Metallurgical Technicians


Education and Training Requirements

High School

While in high school, prospective metallurgical technicians should take at least two years of mathematics and two of science, including a physical science, preferably chemistry. Physics is also helpful. Although entrance requirements for technical training programs vary, four years of English to develop language and communication skills is recommended. Shop courses of any kind are also helpful, and mechanical drawing classes demonstrate how to read blueprints and drawings.

Postsecondary Training

Although it is possible to become a metallurgical technician with a high school diploma, completion of a two-year metallurgical or materials science technology program is strongly recommended. Two-year programs are available through community colleges and technical institutes.

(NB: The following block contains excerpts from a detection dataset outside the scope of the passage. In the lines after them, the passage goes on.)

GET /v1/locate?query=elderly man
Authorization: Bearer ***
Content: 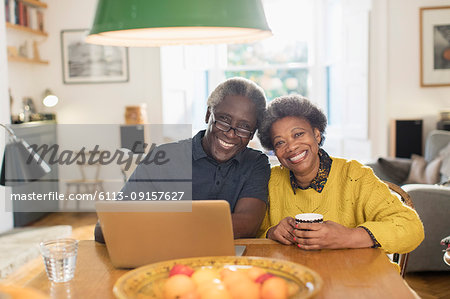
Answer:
[95,78,270,242]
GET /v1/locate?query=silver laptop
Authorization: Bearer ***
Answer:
[96,200,241,268]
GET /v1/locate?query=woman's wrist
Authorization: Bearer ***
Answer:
[346,227,374,248]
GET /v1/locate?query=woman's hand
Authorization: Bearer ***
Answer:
[267,217,295,245]
[294,221,373,250]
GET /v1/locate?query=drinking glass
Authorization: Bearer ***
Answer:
[40,239,78,282]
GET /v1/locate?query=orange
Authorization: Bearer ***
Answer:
[261,276,288,299]
[163,274,196,299]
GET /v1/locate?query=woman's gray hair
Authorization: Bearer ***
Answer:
[207,77,266,130]
[258,95,327,150]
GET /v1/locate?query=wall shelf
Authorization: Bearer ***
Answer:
[21,0,47,8]
[6,22,48,37]
[8,56,48,64]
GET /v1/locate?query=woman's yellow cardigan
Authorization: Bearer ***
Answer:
[258,157,424,253]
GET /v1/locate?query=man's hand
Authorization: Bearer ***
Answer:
[267,217,295,245]
[294,221,373,250]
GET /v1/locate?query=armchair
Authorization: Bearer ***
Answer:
[368,130,450,272]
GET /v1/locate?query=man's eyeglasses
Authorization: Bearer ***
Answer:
[211,114,255,138]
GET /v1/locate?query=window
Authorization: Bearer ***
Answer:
[161,0,370,158]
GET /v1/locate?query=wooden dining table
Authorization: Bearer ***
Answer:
[6,239,417,299]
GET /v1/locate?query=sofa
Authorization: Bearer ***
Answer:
[368,130,450,272]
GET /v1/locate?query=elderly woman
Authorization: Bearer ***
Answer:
[258,95,424,253]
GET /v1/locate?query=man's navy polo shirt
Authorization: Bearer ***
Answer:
[192,130,270,212]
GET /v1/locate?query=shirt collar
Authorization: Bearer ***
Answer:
[192,130,244,163]
[289,149,333,194]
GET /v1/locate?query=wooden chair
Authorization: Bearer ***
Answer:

You can expect to take courses in general and analytical chemistry, physics, mathematics, computer sciences, communication skills or English, and social science.

A good program will also include courses in physical metallurgy and metallography (the study of the internal structure of metals and alloys); foundry and metal casting; nondestructive testing; strength-of-materials and physical testing; and process metallurgy, with sufficient laboratory work in each area so that students develop skill in equipment use. Additional courses in industrial instrumentation, analytical spectroscopy, mechanical drawing, and machine tools can be helpful, depending on the area of specialty.

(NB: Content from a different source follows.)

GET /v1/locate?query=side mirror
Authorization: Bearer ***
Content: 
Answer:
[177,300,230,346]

Some colleges and universities also offer four-year programs. Graduates of a four-year program are referred to as metallurgical technologists. If you are interested in a four-year degree, consider entering a metallurgical engineering program even if you wish to become a metallurgical technician or technologist, since an engineering degree offers greater career opportunities.


ASM International offers a certificate of achievement in metallography program at three levels: Introduction to Metallography (Metallurgy Fundamentals and Specimen Preparation), Intermediate Metallography (Microstructural Interpretation), and Advanced Metallography (Analytical Techniques). Contact the organization for more information. 

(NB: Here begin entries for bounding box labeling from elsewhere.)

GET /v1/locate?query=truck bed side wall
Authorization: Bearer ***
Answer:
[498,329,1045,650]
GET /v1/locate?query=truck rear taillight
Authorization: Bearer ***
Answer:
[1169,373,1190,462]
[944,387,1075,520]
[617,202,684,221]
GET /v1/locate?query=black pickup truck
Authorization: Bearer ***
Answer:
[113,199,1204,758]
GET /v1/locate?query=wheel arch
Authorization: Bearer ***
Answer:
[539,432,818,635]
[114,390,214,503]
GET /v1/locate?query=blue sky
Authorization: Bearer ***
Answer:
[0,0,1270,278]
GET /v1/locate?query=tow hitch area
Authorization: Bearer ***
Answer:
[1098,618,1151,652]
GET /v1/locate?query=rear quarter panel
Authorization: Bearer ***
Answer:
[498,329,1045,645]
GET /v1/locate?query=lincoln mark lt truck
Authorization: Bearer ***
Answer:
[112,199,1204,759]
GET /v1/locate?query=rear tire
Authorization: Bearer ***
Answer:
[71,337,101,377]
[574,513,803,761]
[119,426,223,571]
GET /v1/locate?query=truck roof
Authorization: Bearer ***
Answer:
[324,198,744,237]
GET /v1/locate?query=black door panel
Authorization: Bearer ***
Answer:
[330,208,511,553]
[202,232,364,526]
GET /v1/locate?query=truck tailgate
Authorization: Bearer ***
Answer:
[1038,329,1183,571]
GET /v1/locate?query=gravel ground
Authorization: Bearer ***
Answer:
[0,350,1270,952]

Other Education or Training

Metallurgical technicians must pursue continuing education (CE) throughout their careers to keep their skills up to date. The American Foundry Society; ASM International; Association for Iron & Steel Technology; SME; Society for Mining, Metallurgy, and Exploration; and The Minerals, Metals, and Materials Society provide CE classes, webinars, workshops, and seminars. Contact these organizations for more information.

Certification, Licensing, and Special Requirements

Certification or Licensing

There are no certification or licensing requirements for metallurgical technicians.

Experience, Skills, and Personality Traits

A solid background in mathematics and science will be helpful for aspiring metallurgical technicians.

Metallurgical technicians should have an interest in science and average or better mathematical ability. You must be willing to participate in a wide variety of laboratory work, from operating heavy melting furnaces to handling extremely sensitive instruments, and you should be able to learn the correct techniques for handling and caring for expensive equipment. Also, you must be able to communicate well, both orally and in writing, gather and interpret data, keep meticulous records, and present facts graphically. A wide variety of personality types are needed in this field because of the diversity of opportunities, which ranges from direct contact with people, as in supervision or sales, to independent laboratory work.